Once the objects have been defined, you can export them to a number of other tools, including Microsoft Project, a Sybase SQL database, and the tools in Microsoft Office 97. Export formats also include HTML, SGML, Rich Text Format, and plain text. For those users starting with requirements documents, Doors can import the information in these documents to create the objects in a module. Import formats include plain text, Rich Text Format, Word 95 and 97, and Microsoft Project. Overall, the connectivity of Doors is close to what I consider ideal and far superior to the other requirements-management tools I've evaluated.

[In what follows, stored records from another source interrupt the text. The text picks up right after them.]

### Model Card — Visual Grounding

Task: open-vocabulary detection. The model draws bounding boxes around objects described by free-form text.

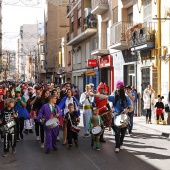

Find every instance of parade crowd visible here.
[0,81,166,157]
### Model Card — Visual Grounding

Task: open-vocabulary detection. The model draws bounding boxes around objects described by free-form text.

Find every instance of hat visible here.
[116,80,125,89]
[125,85,132,89]
[14,87,21,92]
[89,83,94,87]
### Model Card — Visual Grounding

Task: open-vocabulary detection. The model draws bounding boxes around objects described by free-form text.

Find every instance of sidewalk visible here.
[133,116,170,137]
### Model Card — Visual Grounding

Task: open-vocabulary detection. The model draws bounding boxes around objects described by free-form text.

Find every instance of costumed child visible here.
[155,95,166,125]
[37,95,62,154]
[0,98,18,157]
[88,107,102,151]
[64,103,80,150]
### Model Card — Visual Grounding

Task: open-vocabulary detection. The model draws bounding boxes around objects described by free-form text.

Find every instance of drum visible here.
[114,114,130,128]
[100,110,112,126]
[70,125,80,133]
[5,120,15,130]
[45,118,60,129]
[91,126,103,136]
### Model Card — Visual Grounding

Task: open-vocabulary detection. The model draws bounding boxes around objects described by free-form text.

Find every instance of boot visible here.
[162,120,166,125]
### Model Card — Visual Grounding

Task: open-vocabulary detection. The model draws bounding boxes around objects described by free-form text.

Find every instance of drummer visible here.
[94,82,110,143]
[88,107,102,151]
[37,95,62,154]
[90,81,133,153]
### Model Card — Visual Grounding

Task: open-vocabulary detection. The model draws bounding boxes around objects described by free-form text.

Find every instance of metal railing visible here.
[130,22,157,47]
[92,0,108,10]
[84,14,97,30]
[110,22,134,45]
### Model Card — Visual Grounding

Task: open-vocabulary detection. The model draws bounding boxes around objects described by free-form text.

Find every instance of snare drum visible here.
[70,125,80,133]
[5,120,16,130]
[91,126,103,136]
[114,114,130,128]
[45,118,60,129]
[100,110,112,126]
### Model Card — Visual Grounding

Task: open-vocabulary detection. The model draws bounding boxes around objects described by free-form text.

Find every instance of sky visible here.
[2,0,44,50]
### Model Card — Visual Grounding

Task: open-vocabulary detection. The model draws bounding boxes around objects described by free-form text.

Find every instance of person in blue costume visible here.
[58,89,80,145]
[14,87,29,141]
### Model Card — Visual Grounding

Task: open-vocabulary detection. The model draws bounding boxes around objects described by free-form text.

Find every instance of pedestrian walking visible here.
[143,84,155,124]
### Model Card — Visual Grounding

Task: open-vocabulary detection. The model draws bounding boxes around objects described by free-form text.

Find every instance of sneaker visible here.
[120,145,124,150]
[96,147,100,151]
[57,136,60,141]
[115,148,120,153]
[37,136,40,141]
[2,152,8,157]
[12,147,16,154]
[41,143,44,149]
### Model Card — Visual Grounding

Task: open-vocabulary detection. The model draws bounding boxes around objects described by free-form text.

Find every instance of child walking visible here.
[88,107,102,151]
[64,103,80,150]
[155,95,166,125]
[0,98,18,157]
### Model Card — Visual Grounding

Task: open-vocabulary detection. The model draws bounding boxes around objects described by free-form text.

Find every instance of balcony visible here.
[91,0,109,15]
[91,34,109,56]
[110,22,133,50]
[67,14,97,45]
[129,22,156,51]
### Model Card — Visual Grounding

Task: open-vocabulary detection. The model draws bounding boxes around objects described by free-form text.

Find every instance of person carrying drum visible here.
[80,84,93,137]
[37,96,62,154]
[64,103,80,150]
[91,81,133,153]
[93,82,111,143]
[88,107,102,151]
[0,98,18,157]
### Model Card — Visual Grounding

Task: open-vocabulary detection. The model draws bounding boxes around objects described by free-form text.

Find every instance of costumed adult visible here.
[80,85,93,137]
[33,89,50,148]
[38,96,62,154]
[58,89,80,145]
[14,87,29,141]
[60,83,71,100]
[93,81,133,153]
[93,82,110,143]
[143,84,155,124]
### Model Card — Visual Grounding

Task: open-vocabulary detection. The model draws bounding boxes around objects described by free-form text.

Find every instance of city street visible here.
[0,118,170,170]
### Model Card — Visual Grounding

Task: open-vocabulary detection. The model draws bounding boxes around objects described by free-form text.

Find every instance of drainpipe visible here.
[157,0,162,95]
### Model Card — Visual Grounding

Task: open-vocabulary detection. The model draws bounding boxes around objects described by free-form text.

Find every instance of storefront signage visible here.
[86,70,95,76]
[87,59,98,67]
[100,55,113,68]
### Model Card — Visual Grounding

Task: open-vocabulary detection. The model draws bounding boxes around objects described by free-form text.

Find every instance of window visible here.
[86,42,91,61]
[77,7,81,28]
[113,7,118,24]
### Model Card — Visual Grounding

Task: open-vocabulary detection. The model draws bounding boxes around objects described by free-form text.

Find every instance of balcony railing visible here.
[110,22,133,46]
[130,22,156,47]
[91,0,109,15]
[84,14,97,31]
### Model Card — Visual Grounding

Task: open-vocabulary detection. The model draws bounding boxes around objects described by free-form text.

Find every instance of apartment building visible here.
[44,1,69,83]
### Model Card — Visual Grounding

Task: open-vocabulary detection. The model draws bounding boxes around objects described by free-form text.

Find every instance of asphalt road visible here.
[0,121,170,170]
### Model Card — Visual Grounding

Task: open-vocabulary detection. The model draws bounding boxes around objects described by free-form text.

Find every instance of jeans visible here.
[128,111,134,133]
[112,126,127,148]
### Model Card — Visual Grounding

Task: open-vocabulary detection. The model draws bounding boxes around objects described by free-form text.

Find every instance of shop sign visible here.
[100,55,113,68]
[86,70,95,76]
[87,59,98,67]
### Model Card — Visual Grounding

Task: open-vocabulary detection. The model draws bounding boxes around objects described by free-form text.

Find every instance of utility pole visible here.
[157,0,162,95]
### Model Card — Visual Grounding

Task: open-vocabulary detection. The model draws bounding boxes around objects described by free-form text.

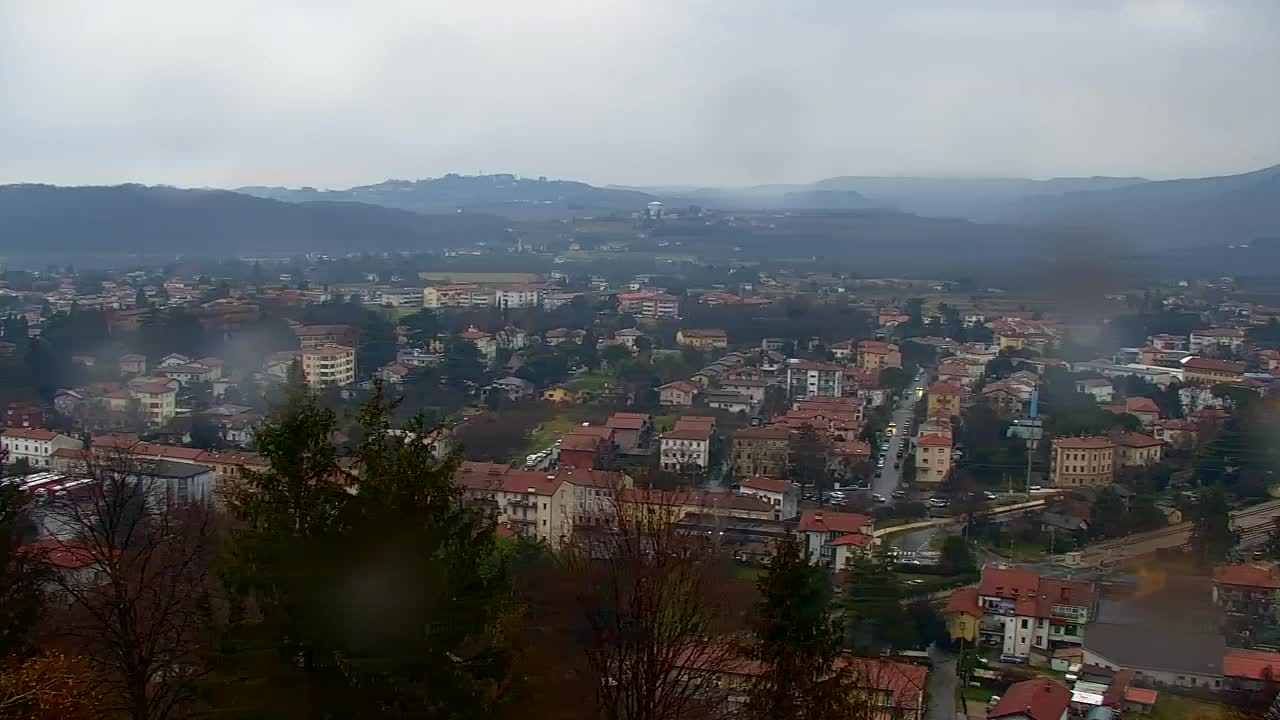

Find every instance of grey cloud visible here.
[0,0,1280,186]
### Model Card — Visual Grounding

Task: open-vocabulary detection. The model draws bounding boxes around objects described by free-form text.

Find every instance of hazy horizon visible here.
[0,0,1280,188]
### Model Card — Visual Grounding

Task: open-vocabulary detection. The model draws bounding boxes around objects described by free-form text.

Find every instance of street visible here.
[872,370,928,502]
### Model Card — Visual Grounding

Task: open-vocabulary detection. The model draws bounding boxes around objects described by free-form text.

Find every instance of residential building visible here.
[0,428,84,468]
[302,345,356,388]
[293,325,360,350]
[858,340,902,370]
[494,283,547,310]
[1115,433,1165,468]
[703,389,755,413]
[120,352,147,375]
[678,647,926,720]
[1075,378,1115,405]
[737,475,800,520]
[1183,355,1244,384]
[915,434,952,483]
[604,413,654,452]
[128,378,178,427]
[1213,564,1280,626]
[978,565,1097,657]
[1124,397,1160,429]
[987,678,1071,720]
[659,423,714,473]
[422,283,498,309]
[942,588,983,643]
[799,510,876,570]
[1187,328,1247,354]
[786,360,845,397]
[676,329,728,350]
[618,291,680,320]
[1050,437,1116,487]
[733,425,791,478]
[928,383,964,418]
[658,380,701,407]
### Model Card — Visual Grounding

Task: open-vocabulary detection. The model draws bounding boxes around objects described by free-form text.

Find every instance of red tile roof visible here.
[1213,565,1280,589]
[831,533,876,547]
[800,510,872,534]
[942,588,982,618]
[987,678,1071,720]
[1183,357,1244,374]
[1053,437,1116,450]
[978,565,1039,598]
[1116,433,1164,447]
[739,475,787,493]
[1124,397,1160,414]
[1222,647,1280,680]
[0,428,58,441]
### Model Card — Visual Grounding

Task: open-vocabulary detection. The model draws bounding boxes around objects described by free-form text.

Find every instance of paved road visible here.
[925,647,957,720]
[1080,500,1280,565]
[872,370,927,498]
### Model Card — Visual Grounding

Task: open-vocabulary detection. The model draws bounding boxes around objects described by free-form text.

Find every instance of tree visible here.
[745,536,852,720]
[561,488,746,720]
[41,448,219,720]
[224,382,511,717]
[938,536,978,575]
[1190,486,1240,566]
[788,423,828,493]
[0,484,47,657]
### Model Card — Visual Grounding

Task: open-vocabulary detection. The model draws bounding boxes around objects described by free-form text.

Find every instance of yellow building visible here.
[942,588,982,642]
[543,386,577,402]
[928,383,964,418]
[302,345,356,388]
[1051,437,1116,487]
[676,331,728,350]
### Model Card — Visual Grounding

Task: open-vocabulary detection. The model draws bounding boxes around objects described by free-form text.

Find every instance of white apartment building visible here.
[0,428,84,468]
[302,345,356,388]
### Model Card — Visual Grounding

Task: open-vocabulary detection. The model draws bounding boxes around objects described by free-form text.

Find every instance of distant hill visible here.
[813,177,1148,220]
[1011,165,1280,247]
[236,174,657,218]
[0,184,508,255]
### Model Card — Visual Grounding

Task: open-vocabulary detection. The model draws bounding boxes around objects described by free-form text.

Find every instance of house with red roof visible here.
[737,475,800,520]
[978,565,1097,657]
[987,678,1071,720]
[0,428,84,469]
[799,510,876,570]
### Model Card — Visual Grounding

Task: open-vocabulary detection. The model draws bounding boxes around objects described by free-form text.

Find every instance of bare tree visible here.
[32,448,218,720]
[562,479,751,720]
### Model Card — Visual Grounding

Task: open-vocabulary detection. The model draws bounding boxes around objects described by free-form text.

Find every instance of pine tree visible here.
[746,537,852,720]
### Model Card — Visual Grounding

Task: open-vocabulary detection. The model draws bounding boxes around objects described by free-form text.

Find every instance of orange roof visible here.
[1222,647,1280,680]
[1213,565,1280,589]
[942,588,982,618]
[800,510,872,534]
[1116,433,1164,447]
[1053,437,1116,450]
[739,475,787,493]
[0,428,58,439]
[915,436,951,447]
[929,383,964,395]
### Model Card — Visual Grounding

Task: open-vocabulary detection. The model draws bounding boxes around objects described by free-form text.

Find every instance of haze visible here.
[0,0,1280,187]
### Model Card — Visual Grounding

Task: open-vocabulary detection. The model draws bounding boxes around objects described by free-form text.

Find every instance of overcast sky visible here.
[0,0,1280,187]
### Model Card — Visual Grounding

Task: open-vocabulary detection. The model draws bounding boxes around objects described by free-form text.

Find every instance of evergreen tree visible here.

Also nice is the inclusion of a spell checker, so you don't need to export your document to another tool in order to find out that you misspelled the information in an object. Doors provides multiuser support, although not using the best technology. The Doors server is actually three servers: license, application, and database. Each server program can reside on its own system or share a system with the other two server programs. The database server was developed by QSS and has some irritating problems. The biggest is that although the database server will start automatically when you boot your system, it requires that you manually shut it down before powering off the system. Failure to provide this manual intervention--in other words, if your server is shut down by a power failure--locks the database and it won't start the next time the server boots. A true database server would have been better.
Doors also includes an underlying programming language, DXL, which you can use to add features to the product. For example, if you want to create a link to another package for which an import/export interface is not available, you would use DXL to create this link. DXL is patterned after C/C++ and comes with a thick programming reference manual for helping you create programs. DXL is so useful, many of the Doors functions--templates, import/export, and some administration features--were written as DXL routines, so you can modify them if you don't like the way, for example, your objects are exported to a Word 97 document. For some users, this language provides significant additional value that's not available with the other requirements-management tools.